[FRIAM] genai and critical thinking

glen gepropella at gmail.com
Tue Feb 11 12:15:14 EST 2025


There's a Nurse Anesthetist I sometimes drink with who is dyslexic. He once described how difficult it was for him to get through his schooling and how it seems to compare to his wife's experience getting through her Nurse Practitioner schooling. I waffle between wondering if this guy's actually 100x smarter than the people around him, which is what allowed him to grit his way through that; versus the perspective that we *all* have persnickety little details about how our bodies work that somehow evens out the struggle. Maybe we're all equivalently sized tensors, but the weights are differently distributed?

If the latter is the case (which I tend to believe - maybe confirmation of my rejection of the Great Man theory and meritocracy), then the appreciation for a well-timed meme or a pithy/profound tweet (neither of which I have) is on par with an appreciation for, say, Paradise Lost or whatever book allows one to virtue signal to one's MENSA buddies.

But even if the latter is the case, my perspective on it still seems individualistic. The appreciation for snark and sick memes still resides deep in one's psyche. It's centralized. The compute isn't on the leaves as it is with something like mob mentality or that exhilaration you feel at a rave or a protest.

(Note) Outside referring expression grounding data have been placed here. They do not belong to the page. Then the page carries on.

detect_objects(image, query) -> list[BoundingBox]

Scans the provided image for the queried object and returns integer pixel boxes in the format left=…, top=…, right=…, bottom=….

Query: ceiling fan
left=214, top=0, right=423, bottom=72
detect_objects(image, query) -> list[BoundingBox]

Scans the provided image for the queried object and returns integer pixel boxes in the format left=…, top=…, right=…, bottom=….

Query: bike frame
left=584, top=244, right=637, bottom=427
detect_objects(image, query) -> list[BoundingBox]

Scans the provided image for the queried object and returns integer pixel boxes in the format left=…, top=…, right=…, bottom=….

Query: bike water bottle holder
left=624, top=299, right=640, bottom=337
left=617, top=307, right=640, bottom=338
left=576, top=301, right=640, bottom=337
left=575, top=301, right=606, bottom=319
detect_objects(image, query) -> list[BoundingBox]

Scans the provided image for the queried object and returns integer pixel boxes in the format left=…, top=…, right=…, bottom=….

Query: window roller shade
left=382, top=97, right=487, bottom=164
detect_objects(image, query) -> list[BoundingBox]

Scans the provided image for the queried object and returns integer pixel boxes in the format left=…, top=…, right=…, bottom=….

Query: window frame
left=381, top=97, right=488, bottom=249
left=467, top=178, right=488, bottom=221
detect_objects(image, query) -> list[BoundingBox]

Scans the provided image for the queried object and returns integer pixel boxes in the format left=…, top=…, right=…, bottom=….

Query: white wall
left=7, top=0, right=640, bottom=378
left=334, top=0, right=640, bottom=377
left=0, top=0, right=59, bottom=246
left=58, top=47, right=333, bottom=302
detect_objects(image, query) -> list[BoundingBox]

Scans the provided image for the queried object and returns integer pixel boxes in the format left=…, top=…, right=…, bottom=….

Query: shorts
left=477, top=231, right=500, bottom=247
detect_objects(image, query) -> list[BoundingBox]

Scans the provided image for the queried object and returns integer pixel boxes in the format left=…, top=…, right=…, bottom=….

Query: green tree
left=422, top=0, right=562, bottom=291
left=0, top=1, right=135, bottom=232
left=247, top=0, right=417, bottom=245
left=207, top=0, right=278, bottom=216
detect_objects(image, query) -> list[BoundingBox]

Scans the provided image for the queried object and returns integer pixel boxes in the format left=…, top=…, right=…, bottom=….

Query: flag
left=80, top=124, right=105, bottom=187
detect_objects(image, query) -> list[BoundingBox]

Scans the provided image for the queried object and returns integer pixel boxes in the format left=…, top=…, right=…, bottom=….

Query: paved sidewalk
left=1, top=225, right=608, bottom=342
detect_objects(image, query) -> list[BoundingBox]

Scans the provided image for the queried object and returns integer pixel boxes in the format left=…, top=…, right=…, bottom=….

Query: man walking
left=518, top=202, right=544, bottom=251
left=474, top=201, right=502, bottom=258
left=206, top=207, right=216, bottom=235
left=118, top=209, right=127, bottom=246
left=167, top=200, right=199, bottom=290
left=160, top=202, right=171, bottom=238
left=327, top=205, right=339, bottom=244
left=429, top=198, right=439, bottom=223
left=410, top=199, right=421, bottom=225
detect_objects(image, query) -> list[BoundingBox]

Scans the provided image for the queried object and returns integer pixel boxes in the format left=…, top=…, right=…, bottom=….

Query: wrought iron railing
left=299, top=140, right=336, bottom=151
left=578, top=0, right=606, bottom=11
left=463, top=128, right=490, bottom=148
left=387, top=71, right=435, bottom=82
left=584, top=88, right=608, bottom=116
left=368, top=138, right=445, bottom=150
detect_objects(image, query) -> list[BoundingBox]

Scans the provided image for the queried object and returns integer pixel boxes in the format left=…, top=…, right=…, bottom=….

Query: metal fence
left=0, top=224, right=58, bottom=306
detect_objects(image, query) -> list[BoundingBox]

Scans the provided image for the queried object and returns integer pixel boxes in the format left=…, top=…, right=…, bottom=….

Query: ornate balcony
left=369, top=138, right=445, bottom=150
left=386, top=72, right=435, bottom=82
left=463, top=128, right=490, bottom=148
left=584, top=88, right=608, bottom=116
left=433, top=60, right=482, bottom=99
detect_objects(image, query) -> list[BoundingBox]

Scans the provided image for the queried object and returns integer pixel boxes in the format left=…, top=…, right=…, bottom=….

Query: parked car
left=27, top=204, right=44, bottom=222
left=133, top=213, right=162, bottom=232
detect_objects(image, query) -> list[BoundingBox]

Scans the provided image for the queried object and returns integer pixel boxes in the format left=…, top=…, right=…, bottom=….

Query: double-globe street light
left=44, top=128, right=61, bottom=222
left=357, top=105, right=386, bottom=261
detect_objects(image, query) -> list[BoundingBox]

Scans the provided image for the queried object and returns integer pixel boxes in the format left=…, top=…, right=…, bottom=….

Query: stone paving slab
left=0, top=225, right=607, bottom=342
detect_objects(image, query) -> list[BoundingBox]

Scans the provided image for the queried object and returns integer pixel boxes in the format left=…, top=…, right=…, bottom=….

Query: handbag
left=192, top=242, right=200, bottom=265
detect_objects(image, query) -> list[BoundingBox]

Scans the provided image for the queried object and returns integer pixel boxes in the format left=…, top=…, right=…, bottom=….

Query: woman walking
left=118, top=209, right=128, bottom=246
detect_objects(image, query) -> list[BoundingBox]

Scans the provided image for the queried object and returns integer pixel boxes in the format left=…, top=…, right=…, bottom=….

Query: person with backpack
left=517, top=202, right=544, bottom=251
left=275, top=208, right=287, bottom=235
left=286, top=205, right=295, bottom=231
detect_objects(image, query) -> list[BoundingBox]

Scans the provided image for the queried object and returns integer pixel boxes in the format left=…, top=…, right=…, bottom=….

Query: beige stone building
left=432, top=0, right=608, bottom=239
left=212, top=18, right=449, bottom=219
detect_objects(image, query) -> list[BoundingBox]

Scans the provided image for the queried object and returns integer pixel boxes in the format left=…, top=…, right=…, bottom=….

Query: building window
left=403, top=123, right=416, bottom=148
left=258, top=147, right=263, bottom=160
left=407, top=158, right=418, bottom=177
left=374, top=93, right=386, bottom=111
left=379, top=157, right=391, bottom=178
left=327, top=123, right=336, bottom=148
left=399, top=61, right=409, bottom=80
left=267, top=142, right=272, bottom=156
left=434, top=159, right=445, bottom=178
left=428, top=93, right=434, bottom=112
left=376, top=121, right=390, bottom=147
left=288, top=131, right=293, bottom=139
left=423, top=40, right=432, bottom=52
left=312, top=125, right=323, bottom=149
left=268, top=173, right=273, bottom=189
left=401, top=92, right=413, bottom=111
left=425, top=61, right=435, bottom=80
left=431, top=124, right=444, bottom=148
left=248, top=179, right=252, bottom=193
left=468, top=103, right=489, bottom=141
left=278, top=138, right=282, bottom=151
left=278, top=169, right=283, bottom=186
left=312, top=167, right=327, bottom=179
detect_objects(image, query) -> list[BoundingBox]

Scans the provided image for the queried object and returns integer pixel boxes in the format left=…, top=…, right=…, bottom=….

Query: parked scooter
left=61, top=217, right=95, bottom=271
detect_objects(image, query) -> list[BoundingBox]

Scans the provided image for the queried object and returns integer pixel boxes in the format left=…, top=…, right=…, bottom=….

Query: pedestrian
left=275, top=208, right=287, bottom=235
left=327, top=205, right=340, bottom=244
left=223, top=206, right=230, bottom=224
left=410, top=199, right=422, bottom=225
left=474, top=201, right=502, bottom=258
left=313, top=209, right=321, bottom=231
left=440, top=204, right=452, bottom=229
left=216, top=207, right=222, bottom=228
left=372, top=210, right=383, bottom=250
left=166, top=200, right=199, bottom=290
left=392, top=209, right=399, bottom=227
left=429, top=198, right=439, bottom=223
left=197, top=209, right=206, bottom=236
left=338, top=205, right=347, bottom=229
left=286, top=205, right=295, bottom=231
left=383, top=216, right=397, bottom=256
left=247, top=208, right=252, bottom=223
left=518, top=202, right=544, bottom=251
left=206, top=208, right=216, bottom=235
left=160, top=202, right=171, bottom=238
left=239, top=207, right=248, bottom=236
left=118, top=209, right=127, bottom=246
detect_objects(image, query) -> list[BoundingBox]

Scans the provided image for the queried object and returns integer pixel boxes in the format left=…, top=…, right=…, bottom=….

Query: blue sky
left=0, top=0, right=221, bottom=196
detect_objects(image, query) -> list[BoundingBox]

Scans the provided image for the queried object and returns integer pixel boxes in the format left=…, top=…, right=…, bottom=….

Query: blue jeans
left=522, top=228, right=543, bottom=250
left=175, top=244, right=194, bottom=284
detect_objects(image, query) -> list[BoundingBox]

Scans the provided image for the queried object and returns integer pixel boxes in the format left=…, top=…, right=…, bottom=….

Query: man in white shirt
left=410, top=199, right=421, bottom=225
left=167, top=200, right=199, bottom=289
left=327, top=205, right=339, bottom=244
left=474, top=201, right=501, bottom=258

On 2/11/25 8:21 AM, steve smith wrote:
> 
> On 2/11/25 8:20 AM, glen wrote:
>> That's a fraught question. First, editors need not have been writers before they became editors. But barring that, my answer would be "No". But they prolly *do* lose facility for writing, the ease with which they write. It's simple reinforcement. Use it or lose it.
>>
>> E.g. I can still code in Ada. But I'm way worse at it now than I was when I did it multiple days per week. A better question might be: Do editors lose their ability to read? And that question bears an even deeper problem ... something akin to Gell-Mann amnesia ... and I blame it for me losing my taste for reading for *fun*. Up until ~1998 or so, I did a lot of reading for fun. It was fun to read. Now reading is merely a means to some other end. Make something your job and it ceases to be a hobby. So even if editors retain their ability to read, the *quality* of their reading must change in deep ways.
> 
> I think this is the more salient aspect of the general question... and it may even be "generational" in the sense not that readers/writers lose their skills through atrophy but if they lose their "taste" or "facility" for it and a new generation simply *never acquires it*.   I never acquired a significant ability or facility for writing longhand/cursive, and I do think it limits me and how I think/feel/perceive the world.
> 
>   "kids these days" who have never read anything longer than a short paragraph on the back of a cereal box (Boomers/X) or a Tweet (millenial/Z) probably do perceive the world somewhat differently than those of us who may still read novels, entire non-fiction books, and long-form journalism.   I myself have atrophied in this regard...   I tend to look to YouTube and Audiobooks (and Podcasts) to consume what I once looked to full-length printed books.
> 
> But to your (glen's) point, there are qualitative thresholds which are perhaps more salient than the quantitative ones...
> 
> 
>>
>>
>> On 2/11/25 6:57 AM, Marcus Daniels wrote:
>>> Do editors lose the ability to write?
>>>
>>>> On Feb 11, 2025, at 6:43 AM, glen <gepropella at gmail.com> wrote:
>>>>
>>>> The Impact of Generative AI on Critical Thinking: Self-Reported Reductions in Cognitive Effort and Confidence Effects From a Survey of Knowledge Workers
>>>> https://www.microsoft.com/en-us/research/uploads/prod/2025/01/lee_2025_ai_critical_thinking_survey.pdf
>>>>
>>>> It really doesn't seem that different to me from numerical analysis. It shifts the work from doing the computing to declaring what the computing should do.